The maximum number of data n given in the question is 7489, so we first calculate the total number of solutions to split all values (that is, to create a table ), then input a me file and output it directly.
Idea: we use the type [5] array to store 5 types of coins, and set dp [I] [j] to indicate the first I + 1 type (type [0]... type [I]) is the total number of solutions whose value is j.
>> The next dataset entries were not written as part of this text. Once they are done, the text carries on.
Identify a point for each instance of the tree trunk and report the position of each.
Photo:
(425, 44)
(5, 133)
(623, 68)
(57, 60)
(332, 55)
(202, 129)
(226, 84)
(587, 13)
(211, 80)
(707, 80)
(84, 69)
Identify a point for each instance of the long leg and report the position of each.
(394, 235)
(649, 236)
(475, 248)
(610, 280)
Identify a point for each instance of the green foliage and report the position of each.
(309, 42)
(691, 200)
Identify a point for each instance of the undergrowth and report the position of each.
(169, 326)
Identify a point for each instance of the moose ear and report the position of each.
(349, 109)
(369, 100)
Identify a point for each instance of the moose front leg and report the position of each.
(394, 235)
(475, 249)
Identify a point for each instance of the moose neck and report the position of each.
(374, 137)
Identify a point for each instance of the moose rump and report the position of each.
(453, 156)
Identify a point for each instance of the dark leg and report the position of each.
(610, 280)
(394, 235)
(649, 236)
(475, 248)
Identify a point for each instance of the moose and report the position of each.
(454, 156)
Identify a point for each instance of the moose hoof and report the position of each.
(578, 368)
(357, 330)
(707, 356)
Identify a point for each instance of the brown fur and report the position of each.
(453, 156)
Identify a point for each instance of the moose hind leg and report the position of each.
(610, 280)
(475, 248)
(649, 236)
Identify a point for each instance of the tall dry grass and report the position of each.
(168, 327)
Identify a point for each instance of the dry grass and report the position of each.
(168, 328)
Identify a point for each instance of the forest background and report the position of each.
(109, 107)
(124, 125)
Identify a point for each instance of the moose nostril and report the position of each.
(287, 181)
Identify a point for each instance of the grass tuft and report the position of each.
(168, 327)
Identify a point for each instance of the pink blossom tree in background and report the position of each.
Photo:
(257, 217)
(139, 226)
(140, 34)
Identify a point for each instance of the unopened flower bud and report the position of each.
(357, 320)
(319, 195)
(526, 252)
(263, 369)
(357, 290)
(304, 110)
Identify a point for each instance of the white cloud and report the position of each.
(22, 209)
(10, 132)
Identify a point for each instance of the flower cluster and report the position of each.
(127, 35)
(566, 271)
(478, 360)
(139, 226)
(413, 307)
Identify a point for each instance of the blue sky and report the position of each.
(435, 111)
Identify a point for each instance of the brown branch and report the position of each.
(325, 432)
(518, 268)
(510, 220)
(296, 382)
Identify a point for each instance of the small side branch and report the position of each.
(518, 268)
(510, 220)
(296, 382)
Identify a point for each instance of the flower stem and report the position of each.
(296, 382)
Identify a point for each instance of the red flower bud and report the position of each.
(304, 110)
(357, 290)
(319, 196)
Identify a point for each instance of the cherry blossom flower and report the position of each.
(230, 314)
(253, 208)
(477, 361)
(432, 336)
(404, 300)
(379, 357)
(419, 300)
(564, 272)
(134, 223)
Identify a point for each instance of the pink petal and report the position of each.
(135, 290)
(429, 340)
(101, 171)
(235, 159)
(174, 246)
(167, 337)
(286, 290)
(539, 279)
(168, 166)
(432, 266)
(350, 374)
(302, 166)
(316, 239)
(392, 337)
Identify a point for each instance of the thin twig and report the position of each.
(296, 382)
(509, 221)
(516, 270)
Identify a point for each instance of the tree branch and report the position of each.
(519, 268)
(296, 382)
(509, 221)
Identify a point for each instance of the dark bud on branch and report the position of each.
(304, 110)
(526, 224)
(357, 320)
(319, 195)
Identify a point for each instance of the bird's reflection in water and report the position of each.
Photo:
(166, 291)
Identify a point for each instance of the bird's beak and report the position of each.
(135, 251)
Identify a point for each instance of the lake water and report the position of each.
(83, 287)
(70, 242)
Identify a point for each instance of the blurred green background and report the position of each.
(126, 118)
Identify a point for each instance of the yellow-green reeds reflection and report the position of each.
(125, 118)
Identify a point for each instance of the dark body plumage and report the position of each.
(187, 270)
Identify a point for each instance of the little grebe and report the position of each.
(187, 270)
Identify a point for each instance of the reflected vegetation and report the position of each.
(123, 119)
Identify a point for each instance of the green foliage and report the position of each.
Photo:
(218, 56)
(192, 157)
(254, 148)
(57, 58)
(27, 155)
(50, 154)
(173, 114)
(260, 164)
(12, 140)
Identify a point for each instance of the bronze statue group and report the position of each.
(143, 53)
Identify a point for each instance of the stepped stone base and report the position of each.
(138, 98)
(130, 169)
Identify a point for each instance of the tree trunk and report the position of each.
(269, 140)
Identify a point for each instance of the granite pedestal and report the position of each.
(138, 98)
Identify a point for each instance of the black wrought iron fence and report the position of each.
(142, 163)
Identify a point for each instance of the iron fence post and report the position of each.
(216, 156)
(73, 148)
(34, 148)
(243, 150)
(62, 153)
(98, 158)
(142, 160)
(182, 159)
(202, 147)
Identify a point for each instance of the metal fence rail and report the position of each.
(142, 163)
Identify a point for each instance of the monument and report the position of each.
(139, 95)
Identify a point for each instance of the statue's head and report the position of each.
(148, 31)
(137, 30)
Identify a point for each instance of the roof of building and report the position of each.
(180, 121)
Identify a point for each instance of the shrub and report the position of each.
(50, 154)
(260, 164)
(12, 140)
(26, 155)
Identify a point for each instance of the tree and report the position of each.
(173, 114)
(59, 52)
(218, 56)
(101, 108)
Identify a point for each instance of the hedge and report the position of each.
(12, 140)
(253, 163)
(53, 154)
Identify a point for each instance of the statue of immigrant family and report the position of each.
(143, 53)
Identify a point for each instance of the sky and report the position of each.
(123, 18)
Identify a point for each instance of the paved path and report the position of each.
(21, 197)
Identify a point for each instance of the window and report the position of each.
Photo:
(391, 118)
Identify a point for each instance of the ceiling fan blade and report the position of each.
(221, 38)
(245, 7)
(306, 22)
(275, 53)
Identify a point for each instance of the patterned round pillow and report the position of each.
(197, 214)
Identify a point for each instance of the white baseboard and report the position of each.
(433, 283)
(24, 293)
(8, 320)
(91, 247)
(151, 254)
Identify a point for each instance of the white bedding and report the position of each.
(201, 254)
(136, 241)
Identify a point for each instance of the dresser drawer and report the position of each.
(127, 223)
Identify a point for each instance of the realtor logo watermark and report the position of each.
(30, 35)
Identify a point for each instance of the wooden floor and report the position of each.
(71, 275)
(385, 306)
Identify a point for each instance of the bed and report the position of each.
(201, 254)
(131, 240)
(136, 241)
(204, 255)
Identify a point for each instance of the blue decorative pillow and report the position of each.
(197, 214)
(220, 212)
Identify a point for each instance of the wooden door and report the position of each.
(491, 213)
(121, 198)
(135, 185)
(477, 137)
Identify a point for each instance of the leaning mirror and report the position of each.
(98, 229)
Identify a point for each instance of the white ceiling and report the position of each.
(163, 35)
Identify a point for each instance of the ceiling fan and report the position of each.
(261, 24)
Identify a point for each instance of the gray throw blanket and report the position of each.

Then I can enumerate every value j in two cycles, find all the data, and finally find the output.
Code:
[Cpp]
// (No optimization)
# Include <algorithm>
# Include <iostream>
# Include <cstring>
# Include <string>
# Include <vector>
# Include <cstdio>
# Include <stack>
# Include <queue>
# Include <cmath>
Using namespace std;
# Define maxn8000
Int type [5] = {1, 5, 10, 25, 50 };
Int dp [5] [MAXN]; // it can be of the int type. If MAXN is tens of thousands, use unsigned long
Int n, ans;
// Process all data in a table
Void solve (){
For (int I = 0; I <5; I ++ ){
For (int j = 0; j <MAXN; j ++ ){
If (I = 0 | j = 0) dp [I] [j] = 1; // If I is 0, it indicates that only 1 is composed of dp [I] [j] 1, if j is 0, it indicates that there is only one composition scheme with a value of 0 (if it is regarded as 0, it will WA)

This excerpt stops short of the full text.